25/09/2011

thin air

Je me souviens de ma perplexité lorsqu’on nous disait à l’école qu’un texte réussi exige un début, un milieu et une fin. Quelles autres options étaient disponibles ? Aujourd’hui, je suis plus consciente du caractère arbitraire d’un tel conseil. Après tout, les histoires peuvent commencer au milieu, elles ne s’arrêtent pas réellement lorsqu’elles se terminent, et d’une certaine manière, tout est au milieu – dès le moment où on traverse le seuil, les fantômes des histoires antérieures apparaissent et chaque fin laisse quelques fils narratifs en suspension dans l’air.

C’est un peu cette impression que j’ai eue ces jours-ci lors du festival des écrivains à Winnipeg, qui depuis 15 ans ce septembre, s’appelle joliment thin air : appel d’air, souffle léger, espace ouvert… à des pensées, et où je suis tombée en plein milieu ; mais au fond, j’étais là pour la première fois. Ainsi, j’ai fait l'expérience assez singulière d’entendre des écrivains du Manitoba parler de leurs voyages pour découvrir le Canada, et des années plus tard, à force d’avoir suffisamment voyagé, pouvoir rentrer pour reconnaître Winnipeg comme un chez soi. Comment ne pas penser à ce que moi, j'ai du mal à intégrer : partir pour revenir ; revenir et reconnaître un lieu comme ayant quelque chose de familier, de lointain ou de natal ?

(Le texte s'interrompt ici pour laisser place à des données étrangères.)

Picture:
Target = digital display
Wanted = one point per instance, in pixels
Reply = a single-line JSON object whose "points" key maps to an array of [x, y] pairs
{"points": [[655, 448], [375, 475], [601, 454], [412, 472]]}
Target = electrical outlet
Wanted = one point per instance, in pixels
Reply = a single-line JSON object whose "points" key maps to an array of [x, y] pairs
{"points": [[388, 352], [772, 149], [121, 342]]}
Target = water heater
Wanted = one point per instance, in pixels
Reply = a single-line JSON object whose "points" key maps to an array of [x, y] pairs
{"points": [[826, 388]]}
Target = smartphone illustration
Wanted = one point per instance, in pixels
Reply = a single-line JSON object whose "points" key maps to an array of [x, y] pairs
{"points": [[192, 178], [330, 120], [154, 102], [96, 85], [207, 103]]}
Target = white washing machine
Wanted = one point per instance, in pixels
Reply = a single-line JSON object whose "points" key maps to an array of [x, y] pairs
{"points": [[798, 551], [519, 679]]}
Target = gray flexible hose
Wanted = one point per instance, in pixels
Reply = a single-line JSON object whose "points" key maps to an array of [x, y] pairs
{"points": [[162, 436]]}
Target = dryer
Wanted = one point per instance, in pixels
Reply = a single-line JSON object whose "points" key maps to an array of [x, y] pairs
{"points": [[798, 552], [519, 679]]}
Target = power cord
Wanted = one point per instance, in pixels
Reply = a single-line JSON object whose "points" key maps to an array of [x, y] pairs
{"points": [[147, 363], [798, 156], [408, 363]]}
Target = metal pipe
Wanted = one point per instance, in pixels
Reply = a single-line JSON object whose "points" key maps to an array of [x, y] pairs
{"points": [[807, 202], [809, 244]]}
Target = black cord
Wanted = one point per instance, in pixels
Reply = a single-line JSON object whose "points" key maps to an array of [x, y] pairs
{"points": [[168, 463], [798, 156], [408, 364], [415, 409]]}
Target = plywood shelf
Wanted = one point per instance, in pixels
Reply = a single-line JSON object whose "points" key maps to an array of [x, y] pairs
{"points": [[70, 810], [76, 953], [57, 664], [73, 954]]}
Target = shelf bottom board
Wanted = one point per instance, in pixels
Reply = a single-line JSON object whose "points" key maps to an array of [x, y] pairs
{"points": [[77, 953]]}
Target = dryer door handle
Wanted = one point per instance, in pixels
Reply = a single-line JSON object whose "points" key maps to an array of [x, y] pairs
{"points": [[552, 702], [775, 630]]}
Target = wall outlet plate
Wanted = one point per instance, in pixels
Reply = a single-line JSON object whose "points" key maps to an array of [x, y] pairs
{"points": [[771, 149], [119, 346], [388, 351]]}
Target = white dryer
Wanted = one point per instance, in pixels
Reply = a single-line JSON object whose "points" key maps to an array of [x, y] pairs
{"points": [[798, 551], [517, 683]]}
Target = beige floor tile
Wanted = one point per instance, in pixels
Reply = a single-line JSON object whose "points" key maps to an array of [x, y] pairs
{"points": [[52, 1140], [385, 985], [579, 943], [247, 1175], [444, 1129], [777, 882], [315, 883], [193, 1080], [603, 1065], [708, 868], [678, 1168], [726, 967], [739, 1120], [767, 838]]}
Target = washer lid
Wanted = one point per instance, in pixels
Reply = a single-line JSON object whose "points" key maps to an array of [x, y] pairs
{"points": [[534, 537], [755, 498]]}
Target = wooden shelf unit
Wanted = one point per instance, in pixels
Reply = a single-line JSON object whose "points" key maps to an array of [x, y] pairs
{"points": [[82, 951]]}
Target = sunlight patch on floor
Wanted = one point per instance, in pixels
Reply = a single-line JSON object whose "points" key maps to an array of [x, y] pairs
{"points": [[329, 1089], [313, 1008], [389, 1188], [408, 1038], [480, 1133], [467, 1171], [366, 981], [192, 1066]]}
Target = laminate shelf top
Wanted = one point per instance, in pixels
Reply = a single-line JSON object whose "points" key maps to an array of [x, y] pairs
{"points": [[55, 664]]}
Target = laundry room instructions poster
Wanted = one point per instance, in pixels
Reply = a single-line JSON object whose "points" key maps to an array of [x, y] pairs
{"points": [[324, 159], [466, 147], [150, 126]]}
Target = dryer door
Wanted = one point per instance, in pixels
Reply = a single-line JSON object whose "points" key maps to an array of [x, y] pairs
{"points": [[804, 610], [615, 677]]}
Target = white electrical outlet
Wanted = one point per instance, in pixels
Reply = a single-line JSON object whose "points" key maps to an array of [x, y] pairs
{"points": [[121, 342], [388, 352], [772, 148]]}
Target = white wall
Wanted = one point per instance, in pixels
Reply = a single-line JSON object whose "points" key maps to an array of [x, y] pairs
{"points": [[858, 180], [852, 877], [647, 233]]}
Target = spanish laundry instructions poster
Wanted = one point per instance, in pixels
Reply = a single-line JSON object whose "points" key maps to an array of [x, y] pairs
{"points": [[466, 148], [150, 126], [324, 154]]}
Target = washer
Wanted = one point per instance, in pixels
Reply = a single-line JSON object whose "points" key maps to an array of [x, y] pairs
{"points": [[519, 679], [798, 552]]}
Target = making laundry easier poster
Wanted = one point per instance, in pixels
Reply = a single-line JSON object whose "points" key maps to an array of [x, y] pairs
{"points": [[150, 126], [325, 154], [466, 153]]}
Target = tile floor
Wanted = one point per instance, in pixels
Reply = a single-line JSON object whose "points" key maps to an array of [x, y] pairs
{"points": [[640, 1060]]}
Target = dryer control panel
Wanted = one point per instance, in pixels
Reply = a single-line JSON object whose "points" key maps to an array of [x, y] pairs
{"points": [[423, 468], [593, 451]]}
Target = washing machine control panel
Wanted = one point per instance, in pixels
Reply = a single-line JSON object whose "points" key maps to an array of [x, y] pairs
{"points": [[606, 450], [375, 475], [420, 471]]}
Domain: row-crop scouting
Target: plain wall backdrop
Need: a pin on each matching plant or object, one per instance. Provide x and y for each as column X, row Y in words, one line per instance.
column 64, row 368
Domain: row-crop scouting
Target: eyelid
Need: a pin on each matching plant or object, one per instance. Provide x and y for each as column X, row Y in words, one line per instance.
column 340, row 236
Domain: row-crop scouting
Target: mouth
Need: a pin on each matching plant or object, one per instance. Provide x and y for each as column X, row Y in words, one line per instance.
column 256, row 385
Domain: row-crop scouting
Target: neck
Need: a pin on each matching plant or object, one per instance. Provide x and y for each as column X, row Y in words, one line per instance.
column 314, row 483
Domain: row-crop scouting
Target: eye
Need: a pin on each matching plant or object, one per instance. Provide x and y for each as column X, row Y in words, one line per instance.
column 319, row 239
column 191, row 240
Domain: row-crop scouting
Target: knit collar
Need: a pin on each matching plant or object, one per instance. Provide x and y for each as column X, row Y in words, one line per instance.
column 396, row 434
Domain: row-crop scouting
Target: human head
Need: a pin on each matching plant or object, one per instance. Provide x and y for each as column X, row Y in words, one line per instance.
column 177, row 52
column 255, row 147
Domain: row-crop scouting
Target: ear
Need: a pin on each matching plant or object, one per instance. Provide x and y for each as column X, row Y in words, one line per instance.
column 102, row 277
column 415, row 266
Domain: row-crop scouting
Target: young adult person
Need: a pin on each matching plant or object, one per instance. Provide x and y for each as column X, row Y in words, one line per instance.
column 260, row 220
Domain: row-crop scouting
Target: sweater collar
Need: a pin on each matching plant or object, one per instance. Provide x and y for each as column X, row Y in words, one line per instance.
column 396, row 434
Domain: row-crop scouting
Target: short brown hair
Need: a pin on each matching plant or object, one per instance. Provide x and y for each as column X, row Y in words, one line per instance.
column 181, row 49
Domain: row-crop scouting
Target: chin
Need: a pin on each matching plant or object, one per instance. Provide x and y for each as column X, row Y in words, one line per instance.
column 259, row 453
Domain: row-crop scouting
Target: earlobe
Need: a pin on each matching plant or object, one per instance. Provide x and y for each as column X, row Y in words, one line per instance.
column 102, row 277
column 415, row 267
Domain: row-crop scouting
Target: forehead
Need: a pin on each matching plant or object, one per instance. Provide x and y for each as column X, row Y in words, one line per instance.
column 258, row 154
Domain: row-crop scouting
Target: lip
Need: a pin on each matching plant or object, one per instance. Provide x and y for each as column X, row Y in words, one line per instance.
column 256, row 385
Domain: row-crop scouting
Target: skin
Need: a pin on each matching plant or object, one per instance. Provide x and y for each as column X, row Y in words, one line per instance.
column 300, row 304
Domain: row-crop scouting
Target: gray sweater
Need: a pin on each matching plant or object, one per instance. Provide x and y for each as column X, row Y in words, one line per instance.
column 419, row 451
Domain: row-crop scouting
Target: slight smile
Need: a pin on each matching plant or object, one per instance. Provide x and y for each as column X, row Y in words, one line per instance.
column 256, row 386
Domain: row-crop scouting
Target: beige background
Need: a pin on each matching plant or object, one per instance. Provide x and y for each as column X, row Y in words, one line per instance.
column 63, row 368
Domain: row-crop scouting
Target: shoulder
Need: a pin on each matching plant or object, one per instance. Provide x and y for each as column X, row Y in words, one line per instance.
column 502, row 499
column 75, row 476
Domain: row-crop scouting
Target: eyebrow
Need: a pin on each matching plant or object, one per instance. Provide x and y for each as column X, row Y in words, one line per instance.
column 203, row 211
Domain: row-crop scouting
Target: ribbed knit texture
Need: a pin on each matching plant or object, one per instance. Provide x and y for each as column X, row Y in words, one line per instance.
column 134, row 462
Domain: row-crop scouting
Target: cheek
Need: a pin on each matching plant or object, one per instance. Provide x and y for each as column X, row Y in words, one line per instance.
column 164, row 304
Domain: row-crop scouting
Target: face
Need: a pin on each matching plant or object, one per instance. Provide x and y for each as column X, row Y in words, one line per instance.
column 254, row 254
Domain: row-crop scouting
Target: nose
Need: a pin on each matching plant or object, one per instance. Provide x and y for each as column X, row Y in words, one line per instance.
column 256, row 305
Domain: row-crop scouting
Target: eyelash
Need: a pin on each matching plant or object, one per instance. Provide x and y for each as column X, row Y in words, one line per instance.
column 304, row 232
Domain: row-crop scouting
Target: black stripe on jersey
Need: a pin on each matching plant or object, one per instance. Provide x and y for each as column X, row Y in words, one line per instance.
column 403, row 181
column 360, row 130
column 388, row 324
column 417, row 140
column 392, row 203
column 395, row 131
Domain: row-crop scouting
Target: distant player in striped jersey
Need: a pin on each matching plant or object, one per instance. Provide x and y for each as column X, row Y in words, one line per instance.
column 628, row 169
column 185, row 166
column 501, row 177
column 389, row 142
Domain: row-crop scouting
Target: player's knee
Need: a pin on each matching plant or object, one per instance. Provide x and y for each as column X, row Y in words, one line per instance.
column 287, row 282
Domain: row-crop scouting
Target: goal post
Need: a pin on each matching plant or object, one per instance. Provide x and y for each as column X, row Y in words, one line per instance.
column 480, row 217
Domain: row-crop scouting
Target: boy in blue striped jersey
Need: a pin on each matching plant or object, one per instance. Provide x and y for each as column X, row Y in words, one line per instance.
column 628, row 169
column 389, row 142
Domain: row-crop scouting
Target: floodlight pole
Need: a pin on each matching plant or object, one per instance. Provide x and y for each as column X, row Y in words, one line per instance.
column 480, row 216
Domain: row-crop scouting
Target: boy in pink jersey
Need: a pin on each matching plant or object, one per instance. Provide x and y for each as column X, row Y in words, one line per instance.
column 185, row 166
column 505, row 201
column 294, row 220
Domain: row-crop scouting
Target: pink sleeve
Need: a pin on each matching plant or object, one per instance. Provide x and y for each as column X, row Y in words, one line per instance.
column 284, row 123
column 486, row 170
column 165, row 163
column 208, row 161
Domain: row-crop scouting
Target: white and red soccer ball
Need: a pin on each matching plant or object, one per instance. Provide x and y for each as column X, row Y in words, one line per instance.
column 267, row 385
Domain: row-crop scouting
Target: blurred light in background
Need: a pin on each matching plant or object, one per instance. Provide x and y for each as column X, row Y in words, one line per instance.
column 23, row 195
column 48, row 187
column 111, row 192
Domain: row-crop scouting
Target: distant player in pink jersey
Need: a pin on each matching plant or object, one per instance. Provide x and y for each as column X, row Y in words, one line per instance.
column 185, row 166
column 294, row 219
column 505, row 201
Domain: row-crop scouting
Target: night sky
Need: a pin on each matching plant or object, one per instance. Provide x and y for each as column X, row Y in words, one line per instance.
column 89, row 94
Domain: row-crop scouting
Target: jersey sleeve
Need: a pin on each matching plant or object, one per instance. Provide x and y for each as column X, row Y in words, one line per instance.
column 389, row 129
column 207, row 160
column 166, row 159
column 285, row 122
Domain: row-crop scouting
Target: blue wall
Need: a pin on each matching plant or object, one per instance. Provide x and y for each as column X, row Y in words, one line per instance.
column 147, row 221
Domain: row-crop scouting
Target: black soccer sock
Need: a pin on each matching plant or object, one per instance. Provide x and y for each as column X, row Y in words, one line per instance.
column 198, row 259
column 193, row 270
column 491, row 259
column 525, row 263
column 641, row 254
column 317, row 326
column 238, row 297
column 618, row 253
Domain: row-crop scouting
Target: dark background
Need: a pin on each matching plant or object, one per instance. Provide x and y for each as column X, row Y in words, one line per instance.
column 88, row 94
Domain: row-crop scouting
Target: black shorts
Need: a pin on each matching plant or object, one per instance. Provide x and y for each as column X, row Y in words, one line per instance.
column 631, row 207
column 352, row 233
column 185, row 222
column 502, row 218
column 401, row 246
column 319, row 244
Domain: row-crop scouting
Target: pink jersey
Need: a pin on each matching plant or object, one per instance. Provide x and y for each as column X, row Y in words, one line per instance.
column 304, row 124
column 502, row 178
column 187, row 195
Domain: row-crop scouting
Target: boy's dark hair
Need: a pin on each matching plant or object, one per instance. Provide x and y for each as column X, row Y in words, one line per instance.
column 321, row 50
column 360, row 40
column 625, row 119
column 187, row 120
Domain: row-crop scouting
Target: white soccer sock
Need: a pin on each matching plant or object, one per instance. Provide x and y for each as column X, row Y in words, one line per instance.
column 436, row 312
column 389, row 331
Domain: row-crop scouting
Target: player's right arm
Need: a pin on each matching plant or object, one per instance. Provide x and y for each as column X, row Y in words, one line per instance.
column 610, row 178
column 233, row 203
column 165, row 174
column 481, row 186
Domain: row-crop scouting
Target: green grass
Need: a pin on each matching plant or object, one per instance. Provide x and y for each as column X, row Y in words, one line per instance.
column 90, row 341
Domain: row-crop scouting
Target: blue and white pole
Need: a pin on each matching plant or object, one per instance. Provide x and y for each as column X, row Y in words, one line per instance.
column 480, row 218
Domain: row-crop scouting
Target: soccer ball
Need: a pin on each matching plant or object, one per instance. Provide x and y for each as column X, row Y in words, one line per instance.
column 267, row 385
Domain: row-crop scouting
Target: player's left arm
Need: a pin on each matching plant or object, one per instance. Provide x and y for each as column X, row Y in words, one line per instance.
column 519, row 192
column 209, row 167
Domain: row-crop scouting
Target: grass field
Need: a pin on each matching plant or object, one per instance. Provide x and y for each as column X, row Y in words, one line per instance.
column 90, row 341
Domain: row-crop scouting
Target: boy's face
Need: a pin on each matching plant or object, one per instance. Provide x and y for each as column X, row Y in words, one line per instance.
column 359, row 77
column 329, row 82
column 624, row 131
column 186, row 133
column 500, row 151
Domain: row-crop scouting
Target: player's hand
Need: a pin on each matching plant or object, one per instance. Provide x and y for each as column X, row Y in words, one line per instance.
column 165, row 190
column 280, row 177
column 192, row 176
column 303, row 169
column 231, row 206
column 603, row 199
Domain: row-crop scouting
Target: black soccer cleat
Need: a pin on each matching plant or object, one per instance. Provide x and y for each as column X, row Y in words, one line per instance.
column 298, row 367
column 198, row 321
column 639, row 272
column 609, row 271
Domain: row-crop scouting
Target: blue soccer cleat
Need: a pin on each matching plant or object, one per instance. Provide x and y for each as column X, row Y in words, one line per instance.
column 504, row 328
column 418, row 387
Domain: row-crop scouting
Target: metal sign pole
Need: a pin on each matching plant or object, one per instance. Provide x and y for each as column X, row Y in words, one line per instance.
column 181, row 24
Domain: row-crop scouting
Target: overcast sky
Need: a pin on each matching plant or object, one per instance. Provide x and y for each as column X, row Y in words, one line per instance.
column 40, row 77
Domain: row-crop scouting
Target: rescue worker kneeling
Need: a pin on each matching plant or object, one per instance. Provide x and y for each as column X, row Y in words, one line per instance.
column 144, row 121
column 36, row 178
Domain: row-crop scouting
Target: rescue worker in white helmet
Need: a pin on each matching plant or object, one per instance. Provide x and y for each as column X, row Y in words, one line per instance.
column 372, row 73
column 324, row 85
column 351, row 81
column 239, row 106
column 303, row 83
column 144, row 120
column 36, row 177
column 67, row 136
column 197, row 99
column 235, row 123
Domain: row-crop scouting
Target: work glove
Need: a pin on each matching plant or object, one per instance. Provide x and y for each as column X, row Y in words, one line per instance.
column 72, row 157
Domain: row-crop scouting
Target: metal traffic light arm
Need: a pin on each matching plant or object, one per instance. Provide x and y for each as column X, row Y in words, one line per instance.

Sur une autre scène, Dany Laferrière parlait de son dernier roman, Le retour, traduit aussi en anglais. Et lui posait cette autre question saillante : que peut l’écriture pour un pays natal, le Haïti, dévasté ? Les mots pourraient-ils réparer, entre autres, quelque chose d’une enfance qu’on a passée sur cette terre, et qui se trouve aujourd’hui atteinte, brisée ? Toutes ces idées flottant dans l’air cette belle journée d’automne, idées qu’on voulaient ailées et vaporeuses, donnaient à penser à des sujets sérieux : départ, retour, immigration, exil, langue maternelle… Pour un public mélangé, qui pour la plupart vit dans des entre-deux, ces sujets avaient l'air de toucher en profondeur.

Finalement, je mets des mots ici pour retenir quelque chose d'une journée qui m’a fait croire qu’un livre a la force magique de nous faire disparaître (pour une heure ou deux) dans le thin air. C'est ce mouvement vers la lumière qui m'est resté ; que je salue.